It's fitting that in a week in which Ronald Reagan and his voodoo economics passed, EMC has stepped up with a voodoo data protection plan.

"We have to beat Veritas, and we are," David De Walt, an EVP at EMC, told CRN. "I've already been sticking pins in my (Veritas CEO) Gary Bloom doll."

The voodoo tactic is just one part of a revamped software strategy announced today by EMC at its analyst conference in New York. EMC has created a new Software Group organization that combines the products and operations EMC acquired from Legato and Documentum with its own existing software business. VMware, EMC's third main acquisition, will continue to operate on its own as a subsidiary. Smart move there.

DeWalt and his doll army will manage the software business with fellow EVP Mark Lewis.

EMC expects to pull in close to $1.5bn in revenue with its software license and services revenue combined over the course of 2004. That's out of a $8.1bn total forecast for the company's entire 2004 revenue.

EMC has long been very vocal about wanting software to account for a larger chunk of overall revenue. The days of over-priced storage systems are fading due to ever-lowering disk costs and competition. That's precisely why EMC paid billions for Legato, Documentum and VMware.

It makes sense to operate VMware on its own as the company has close ties to EMC rivals IBM and HP. VMware is basically the industry standard software maker for partitioning applications on x86 workstations and servers.

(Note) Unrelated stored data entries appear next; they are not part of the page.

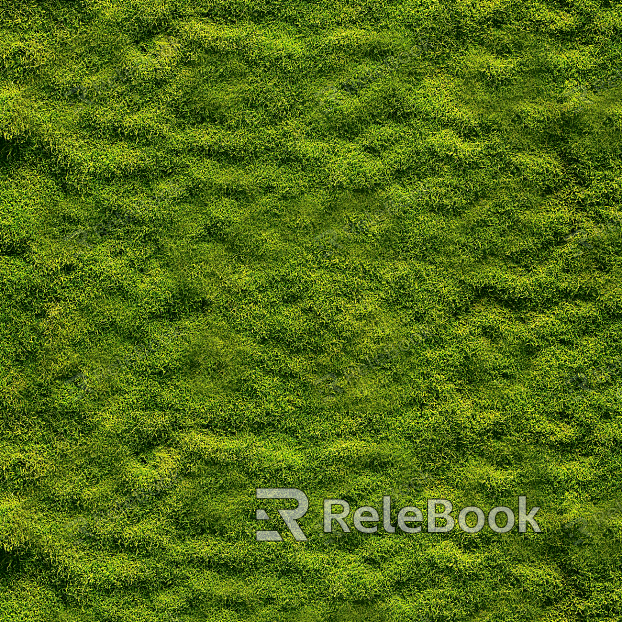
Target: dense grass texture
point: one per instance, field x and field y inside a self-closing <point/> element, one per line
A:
<point x="352" y="247"/>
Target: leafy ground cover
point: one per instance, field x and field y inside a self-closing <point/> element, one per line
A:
<point x="349" y="247"/>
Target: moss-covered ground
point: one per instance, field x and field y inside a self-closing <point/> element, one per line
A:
<point x="352" y="247"/>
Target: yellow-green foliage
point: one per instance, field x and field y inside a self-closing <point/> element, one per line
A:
<point x="356" y="248"/>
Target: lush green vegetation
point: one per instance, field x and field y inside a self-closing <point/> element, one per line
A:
<point x="349" y="247"/>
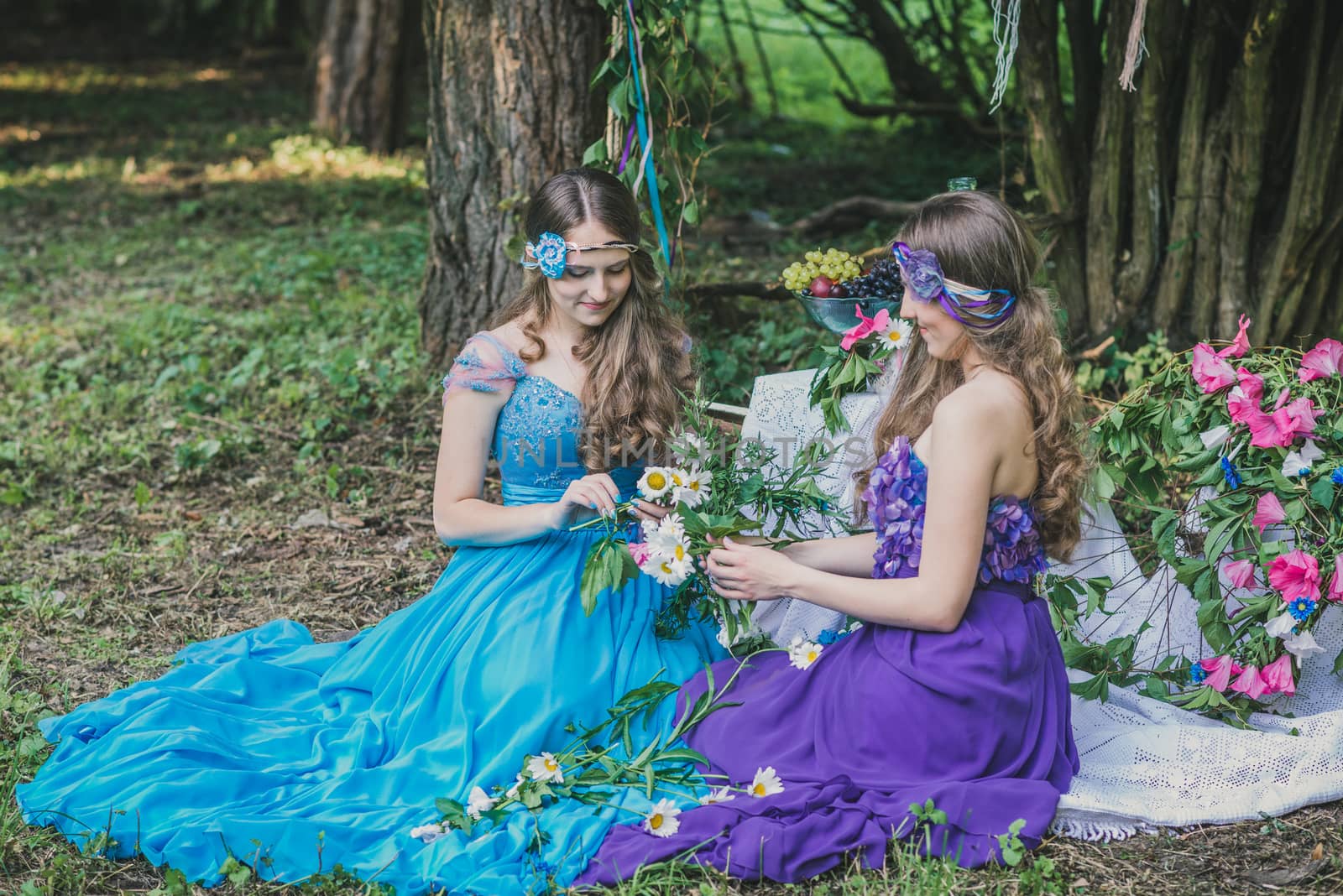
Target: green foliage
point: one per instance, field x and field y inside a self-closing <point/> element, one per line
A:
<point x="1157" y="461"/>
<point x="677" y="87"/>
<point x="604" y="757"/>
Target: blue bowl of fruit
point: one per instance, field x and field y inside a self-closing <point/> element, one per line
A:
<point x="830" y="284"/>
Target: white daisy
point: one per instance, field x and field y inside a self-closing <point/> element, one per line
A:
<point x="427" y="833"/>
<point x="722" y="794"/>
<point x="662" y="821"/>
<point x="803" y="654"/>
<point x="1215" y="438"/>
<point x="544" y="768"/>
<point x="668" y="538"/>
<point x="672" y="524"/>
<point x="655" y="483"/>
<point x="1302" y="645"/>
<point x="477" y="802"/>
<point x="668" y="570"/>
<point x="693" y="490"/>
<point x="896" y="336"/>
<point x="766" y="782"/>
<point x="1298" y="463"/>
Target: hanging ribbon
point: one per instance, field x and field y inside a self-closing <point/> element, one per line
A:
<point x="624" y="156"/>
<point x="645" y="133"/>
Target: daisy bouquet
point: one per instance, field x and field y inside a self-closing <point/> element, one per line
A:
<point x="864" y="352"/>
<point x="1248" y="441"/>
<point x="719" y="487"/>
<point x="602" y="759"/>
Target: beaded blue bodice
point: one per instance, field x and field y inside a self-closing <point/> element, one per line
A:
<point x="536" y="438"/>
<point x="896" y="499"/>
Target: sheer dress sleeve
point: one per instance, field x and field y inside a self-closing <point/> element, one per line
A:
<point x="483" y="365"/>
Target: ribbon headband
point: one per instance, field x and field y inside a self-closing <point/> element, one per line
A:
<point x="980" y="309"/>
<point x="551" y="251"/>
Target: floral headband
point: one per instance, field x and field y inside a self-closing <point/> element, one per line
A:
<point x="980" y="309"/>
<point x="551" y="251"/>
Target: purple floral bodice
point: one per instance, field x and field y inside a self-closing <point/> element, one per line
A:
<point x="896" y="497"/>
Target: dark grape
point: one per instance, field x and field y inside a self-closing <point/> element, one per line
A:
<point x="881" y="282"/>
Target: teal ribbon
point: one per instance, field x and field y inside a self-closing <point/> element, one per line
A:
<point x="641" y="120"/>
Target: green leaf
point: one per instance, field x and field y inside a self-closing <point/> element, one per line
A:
<point x="1094" y="688"/>
<point x="1295" y="510"/>
<point x="609" y="566"/>
<point x="1220" y="537"/>
<point x="1323" y="492"/>
<point x="595" y="154"/>
<point x="1165" y="528"/>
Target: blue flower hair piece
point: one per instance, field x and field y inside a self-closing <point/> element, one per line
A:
<point x="550" y="253"/>
<point x="980" y="309"/>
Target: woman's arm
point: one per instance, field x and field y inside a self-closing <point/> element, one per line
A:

Analysts had been wondering how EMC would deal with its numerous acquisitions and today's move answers those questions. EMC will now have its entire fleet of storage management software, including ControlCenter and OpenPath, under one roof. VMware will no doubt be invited to contribute server-side help where needed.

None of this, however, changes the basic problems facing EMC.

Storage customers are yearning for what they see as "open" management software. The open category is Veritas's forte, and the company has beefed up its arsenal this year with a host of its own acquisitions. Veritas is without doubt considered a friendlier vendor in the software arena, which is something voodoo dolls may not help change.

And, on a larger scale, vendors such as HP, IBM and Sun have stronger stories to tell, at this point, about managing server and storage systems together. EMC is weak on the server-side, with its rivals having about a two-year lead on the "whole package" management idea.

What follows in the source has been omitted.